La durée de vie de tels jeux était généralement très courte, allant de quelques semaines à quelques mois tout au plus. À l’époque, le terme GameFi était presque synonyme de schéma de Ponzi. Par la suite, la tendance principale a été de s’orienter vers des productions de qualité 3A et une amélioration du gameplay, avec pour objectif d’attirer les joueurs Web2 via une expérience ludique de haute qualité et un modèle économique basé sur le paiement.

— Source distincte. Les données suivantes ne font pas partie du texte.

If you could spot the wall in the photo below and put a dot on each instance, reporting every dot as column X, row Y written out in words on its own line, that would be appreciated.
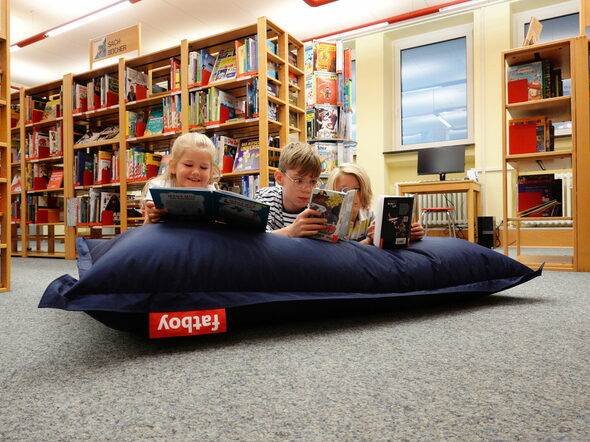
column 492, row 28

Aujourd’hui, des titres comme Big Time et Illuvium — deux projets 3A dans lesquels YBB a investi dès le début — incarnent bien cette évolution.

L’autre direction, récemment devenue populaire, concerne les jeux entièrement sur chaîne. Bien que ce concept remonte à Huntercoin, datant de dix ans, les limites technologiques passées rendaient l’expérience utilisateur médiocre, ce qui en faisait un domaine très marginal. Aujourd’hui, grâce à l’amélioration continue des infrastructures comme les Rollups et les moteurs de jeux on-chain (MUD, DOJO), la faisabilité de ce modèle mûrit progressivement. Soutenu par certains acteurs influents du secteur, il commence à sortir de sa niche, même si les jeux entièrement sur chaîne en sont encore à un stade précoce et souffrent de nombreux défauts de conception.
La définition du GameFi évolue désormais pour englober deux catégories : les jeux Web3 (jeux entièrement sur chaîne) et les jeux Web2.5 (principalement les jeux blockchain 3A, mais aussi la majorité des anciens jeux blockchain). Leur différence fondamentale réside dans le degré et la manière d’utiliser la technologie blockchain. Voici leurs définitions respectives.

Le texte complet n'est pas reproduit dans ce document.